The Mobile team debates whether Samsung's latest offering will be enough to overtake Apple.
Zak Garner-Purkis says…YES
The wearable market is still in its infancy, currently the products currently available have nothing like the life changing functions that the first mobile phones or smartphones possessed. In such a space marketing and desirability become the key drivers in convincing consumers to buy. Whilst the Apple Watch has appealed to certain segments of the market the marketing has not been on the same level as other products. Samsung therefore has the opportunity to push its product harder and achieve a more mainstream appeal.
Then you consider the product itself, Samsung is further down the product development line than Apple. It has learned from the mistakes of the previous wearable devices and can use this to its advantage. The Gear S is no longer a slave device and functions without Android Wear, all developments which demonstrate the brand is learning from previous versions.
The manufacturer is also more likely to sell the device through the distribution routes that Apple has forgone on its wearable. Retailers such as Carphone Warehouse which have been made to wait for the Apple Watch will have a greater incentive to sell the Samsung devices as the Californian brand continues to drag its heels.
Samsung are the world’s highest selling smartphone manufacturer, and there is no reason why it cannot repeat this success in the wearable category.
Kezia Joseph says…NO
Apple have a track history of propelling a product or platform into the limelight. It happened with tablets, it happened with touch screen smartphones…and now it will happen with wearables. The manufacturer also has a history of going head to head against Samsung in the UK smartphone arena, and often comes out on top. Samsung may be the world’s highest selling smartphone manufacturer, but Apple is undoubtedly the most well-known smartphone brand and in a consumer facing industry, brand is usually everything.
Apple’s smartest move in the wearable space was pipping Samsung to the post. Apple turned consumer attention to wearables, boosted demand in the relatively unknown market and made sure that its brand name become synonymous with both fashion and technology.

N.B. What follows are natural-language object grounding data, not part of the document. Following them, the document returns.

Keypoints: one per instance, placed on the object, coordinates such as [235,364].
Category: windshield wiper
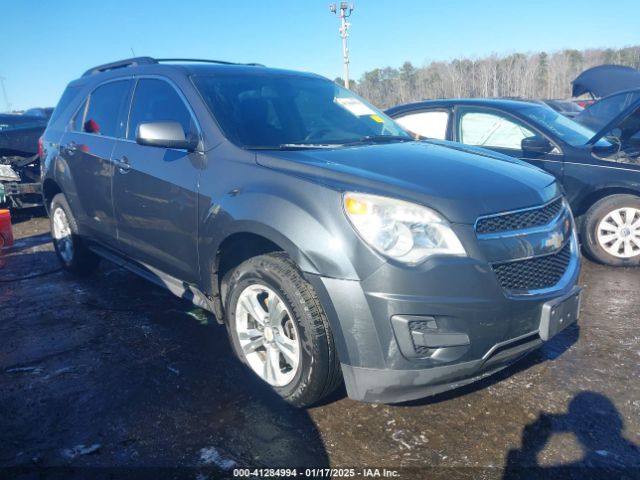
[379,139]
[294,146]
[300,146]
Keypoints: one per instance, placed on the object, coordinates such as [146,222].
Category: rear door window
[104,110]
[155,100]
[431,124]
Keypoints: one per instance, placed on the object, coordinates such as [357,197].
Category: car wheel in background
[611,231]
[279,329]
[70,250]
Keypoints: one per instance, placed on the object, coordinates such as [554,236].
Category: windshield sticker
[355,106]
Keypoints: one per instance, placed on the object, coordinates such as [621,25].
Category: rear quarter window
[68,96]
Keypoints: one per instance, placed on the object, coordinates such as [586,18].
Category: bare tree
[531,75]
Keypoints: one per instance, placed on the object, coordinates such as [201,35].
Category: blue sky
[45,44]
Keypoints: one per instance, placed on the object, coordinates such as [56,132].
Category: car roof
[502,103]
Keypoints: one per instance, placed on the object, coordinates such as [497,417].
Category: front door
[156,189]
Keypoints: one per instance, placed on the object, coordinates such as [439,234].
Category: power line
[4,93]
[344,33]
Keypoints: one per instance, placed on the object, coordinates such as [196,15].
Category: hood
[604,80]
[624,121]
[459,182]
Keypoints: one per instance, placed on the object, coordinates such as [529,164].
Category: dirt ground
[109,376]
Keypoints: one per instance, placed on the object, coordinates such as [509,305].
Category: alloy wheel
[267,335]
[618,232]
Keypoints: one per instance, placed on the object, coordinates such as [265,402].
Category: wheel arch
[591,199]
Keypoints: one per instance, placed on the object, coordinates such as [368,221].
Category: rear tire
[71,251]
[611,231]
[270,309]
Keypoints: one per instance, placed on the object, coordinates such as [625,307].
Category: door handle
[123,165]
[71,148]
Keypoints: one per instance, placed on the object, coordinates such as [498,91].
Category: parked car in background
[603,111]
[568,108]
[328,241]
[19,159]
[600,171]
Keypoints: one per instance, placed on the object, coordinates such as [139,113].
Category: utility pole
[344,33]
[4,93]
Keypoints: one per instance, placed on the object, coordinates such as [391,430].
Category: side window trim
[181,95]
[460,110]
[444,109]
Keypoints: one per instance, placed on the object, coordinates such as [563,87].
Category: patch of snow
[210,455]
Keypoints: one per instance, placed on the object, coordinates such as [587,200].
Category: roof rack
[132,62]
[129,62]
[200,60]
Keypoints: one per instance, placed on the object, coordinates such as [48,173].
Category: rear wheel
[279,329]
[611,231]
[70,249]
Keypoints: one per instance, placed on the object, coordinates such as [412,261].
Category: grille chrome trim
[544,271]
[556,206]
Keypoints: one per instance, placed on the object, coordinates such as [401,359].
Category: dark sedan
[600,171]
[19,160]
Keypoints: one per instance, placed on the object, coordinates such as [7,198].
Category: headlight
[401,230]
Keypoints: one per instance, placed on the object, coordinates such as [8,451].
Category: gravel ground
[109,376]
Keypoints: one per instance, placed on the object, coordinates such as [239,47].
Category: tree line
[530,75]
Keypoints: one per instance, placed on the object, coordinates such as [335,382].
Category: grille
[520,220]
[421,326]
[535,273]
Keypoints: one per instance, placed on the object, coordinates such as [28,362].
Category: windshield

In terms of distribution partners, Samsung have the edge and Apple’s Achilles heel may lie in its somewhat closed distribution approach.
Retailers may have a greater incentive to sell a Samsung device, rather than wait for an Apple wearable, but will consumers want to buy? Part of Apple’s lure is the build-up and exclusivity of their products, as opposed to Samsung’s market wide approach.
Can Samsung follows in Apple’s footsteps? Perhaps but carving out their own path in the industry will be a harder task. Android fans will flock to Samsung and, while there is no doubt that the manufacturer’s presence will have an impact on the market, Apple got there first, and the bar has already been set.